The sinewy riffs, slightly breathless beats, and squally Eastern psychedelia influence of Window Rattle off Distance From View is the perfect example of how instrumental music can take a mundane image and make it magical. And this debut album from Scratch 22 - a bloke best known for his DJing around the traps and his production skills on the likes of rapper and poet Tourettes' last album Who Says You Can't Dance to Misery? - has many moments like that.

It's a beautifully even-tempered album that takes in the jaunty world music chant-meets-deft DJ Shadow beats of opener Medicine Man (which also gets a freaky reworking at the end of the album with the help of Open Souls' guitarist Jeremy Toy), through to what can loosely be described as chilled agitating trip hop on tracks like Flashing Before Your Eyes and Cold Hands.

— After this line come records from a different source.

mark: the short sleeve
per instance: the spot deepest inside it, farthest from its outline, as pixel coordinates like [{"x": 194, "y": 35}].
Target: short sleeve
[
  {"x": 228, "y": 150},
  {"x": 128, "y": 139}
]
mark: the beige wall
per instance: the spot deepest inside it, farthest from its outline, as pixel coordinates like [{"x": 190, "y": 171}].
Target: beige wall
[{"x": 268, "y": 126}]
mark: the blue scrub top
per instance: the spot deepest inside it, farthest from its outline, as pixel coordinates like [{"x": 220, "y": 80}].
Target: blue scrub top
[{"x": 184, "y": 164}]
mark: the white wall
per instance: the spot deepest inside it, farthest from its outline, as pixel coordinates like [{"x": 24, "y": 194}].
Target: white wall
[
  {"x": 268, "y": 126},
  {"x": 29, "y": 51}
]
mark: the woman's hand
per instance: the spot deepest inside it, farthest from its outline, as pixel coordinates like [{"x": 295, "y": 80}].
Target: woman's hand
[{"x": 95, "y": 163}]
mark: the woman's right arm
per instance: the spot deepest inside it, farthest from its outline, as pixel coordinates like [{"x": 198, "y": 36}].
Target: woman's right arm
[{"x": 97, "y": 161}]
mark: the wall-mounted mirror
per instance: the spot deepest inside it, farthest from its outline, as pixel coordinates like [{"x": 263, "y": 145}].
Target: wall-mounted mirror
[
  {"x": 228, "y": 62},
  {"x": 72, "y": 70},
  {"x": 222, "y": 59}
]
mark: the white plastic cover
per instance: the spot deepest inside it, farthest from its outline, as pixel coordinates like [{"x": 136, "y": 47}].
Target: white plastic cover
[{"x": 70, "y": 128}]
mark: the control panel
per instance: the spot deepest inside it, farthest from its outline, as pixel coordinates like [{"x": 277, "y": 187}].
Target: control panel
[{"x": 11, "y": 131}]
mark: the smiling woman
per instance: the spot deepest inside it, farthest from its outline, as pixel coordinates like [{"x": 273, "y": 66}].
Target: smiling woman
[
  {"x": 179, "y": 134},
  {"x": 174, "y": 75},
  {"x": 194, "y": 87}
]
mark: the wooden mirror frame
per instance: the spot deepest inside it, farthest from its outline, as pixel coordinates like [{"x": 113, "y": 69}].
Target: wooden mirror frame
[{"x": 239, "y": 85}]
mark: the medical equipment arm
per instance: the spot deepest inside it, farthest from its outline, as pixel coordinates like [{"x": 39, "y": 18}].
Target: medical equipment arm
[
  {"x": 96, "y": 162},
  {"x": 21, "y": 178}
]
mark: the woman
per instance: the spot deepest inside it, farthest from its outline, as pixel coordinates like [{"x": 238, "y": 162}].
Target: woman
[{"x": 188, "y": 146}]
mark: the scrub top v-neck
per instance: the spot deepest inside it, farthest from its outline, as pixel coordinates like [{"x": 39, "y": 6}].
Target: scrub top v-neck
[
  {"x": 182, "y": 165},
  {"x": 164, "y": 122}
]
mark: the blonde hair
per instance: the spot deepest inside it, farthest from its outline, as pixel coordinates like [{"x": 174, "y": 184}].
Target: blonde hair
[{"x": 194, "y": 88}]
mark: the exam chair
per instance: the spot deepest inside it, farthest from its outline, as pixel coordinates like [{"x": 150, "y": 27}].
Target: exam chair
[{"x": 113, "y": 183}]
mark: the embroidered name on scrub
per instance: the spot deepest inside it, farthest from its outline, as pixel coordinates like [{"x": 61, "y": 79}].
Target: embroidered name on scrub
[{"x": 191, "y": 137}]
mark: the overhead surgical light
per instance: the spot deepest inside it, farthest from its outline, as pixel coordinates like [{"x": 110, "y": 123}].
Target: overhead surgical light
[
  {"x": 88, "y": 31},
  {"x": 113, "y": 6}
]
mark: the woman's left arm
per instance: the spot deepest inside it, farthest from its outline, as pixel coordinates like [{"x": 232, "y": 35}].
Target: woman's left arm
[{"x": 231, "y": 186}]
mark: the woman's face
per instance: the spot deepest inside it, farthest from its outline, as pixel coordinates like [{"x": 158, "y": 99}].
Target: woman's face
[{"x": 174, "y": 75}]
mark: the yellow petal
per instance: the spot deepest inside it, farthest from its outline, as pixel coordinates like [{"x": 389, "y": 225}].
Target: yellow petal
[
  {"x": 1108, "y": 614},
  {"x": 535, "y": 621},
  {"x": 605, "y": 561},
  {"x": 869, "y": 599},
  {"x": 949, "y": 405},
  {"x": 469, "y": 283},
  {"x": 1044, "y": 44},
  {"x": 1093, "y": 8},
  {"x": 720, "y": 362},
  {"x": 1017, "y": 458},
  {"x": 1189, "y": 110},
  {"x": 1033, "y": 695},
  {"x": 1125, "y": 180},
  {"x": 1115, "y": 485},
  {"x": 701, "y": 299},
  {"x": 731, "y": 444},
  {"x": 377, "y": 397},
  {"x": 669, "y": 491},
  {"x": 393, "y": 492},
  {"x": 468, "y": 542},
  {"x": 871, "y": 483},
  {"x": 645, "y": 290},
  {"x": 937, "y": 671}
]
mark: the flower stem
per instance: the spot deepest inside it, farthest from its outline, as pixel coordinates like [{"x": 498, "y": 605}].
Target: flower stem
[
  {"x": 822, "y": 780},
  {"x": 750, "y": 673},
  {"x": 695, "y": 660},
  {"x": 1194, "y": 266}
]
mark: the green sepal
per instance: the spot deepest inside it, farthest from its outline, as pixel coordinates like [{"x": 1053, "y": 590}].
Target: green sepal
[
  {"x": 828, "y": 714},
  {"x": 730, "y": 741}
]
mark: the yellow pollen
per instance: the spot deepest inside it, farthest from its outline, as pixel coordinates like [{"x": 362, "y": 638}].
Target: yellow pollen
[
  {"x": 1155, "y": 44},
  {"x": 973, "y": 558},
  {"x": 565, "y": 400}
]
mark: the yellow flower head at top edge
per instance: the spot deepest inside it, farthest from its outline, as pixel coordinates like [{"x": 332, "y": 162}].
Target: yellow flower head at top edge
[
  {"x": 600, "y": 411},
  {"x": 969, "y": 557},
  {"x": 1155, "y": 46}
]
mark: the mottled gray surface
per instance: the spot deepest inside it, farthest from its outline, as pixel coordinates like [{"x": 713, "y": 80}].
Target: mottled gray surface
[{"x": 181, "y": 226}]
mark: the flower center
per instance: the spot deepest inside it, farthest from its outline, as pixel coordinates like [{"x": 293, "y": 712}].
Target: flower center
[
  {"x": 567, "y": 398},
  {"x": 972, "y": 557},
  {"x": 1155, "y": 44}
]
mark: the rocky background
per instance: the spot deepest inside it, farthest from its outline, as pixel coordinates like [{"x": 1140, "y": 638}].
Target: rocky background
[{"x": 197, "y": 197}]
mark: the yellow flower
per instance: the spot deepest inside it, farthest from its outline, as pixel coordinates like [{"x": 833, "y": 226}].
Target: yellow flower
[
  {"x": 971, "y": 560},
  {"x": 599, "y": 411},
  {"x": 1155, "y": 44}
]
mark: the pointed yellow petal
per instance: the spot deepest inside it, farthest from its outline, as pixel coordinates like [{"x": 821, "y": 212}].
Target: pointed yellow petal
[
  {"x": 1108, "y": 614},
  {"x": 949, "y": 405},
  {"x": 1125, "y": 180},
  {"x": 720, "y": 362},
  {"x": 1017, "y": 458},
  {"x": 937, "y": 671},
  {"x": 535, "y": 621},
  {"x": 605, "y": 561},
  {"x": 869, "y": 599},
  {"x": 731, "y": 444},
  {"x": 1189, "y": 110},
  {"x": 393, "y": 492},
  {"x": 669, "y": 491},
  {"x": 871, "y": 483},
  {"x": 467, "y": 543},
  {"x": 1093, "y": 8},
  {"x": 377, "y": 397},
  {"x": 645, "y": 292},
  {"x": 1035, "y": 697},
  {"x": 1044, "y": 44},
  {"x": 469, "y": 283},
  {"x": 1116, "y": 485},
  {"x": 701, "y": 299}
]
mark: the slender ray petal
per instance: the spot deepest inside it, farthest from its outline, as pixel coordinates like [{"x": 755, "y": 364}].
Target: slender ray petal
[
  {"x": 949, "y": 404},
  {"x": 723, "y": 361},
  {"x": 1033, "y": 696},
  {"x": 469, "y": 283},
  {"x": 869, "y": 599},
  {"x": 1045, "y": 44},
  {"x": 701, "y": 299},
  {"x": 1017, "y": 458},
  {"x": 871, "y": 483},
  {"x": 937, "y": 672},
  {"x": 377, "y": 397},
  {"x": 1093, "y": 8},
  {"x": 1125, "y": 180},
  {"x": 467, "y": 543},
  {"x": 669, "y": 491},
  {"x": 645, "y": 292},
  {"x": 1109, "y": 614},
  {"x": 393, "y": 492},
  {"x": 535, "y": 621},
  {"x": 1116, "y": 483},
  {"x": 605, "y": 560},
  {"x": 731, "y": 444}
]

But the songs are given extra depth and texture thanks to spooky samples, eerie succulent soundscapes, and guitar parts that move from pleasantly plucked to psychedelic.

And while it's clear Scratch 22 is influenced by many musical styles, songs like the simmering Communication and the radiant dead-beat mooch of Hole in Your Boat recall that golden era of instrumental hip-hop in the late 90s when beats were fresh, penetrating, and dreamy all in one.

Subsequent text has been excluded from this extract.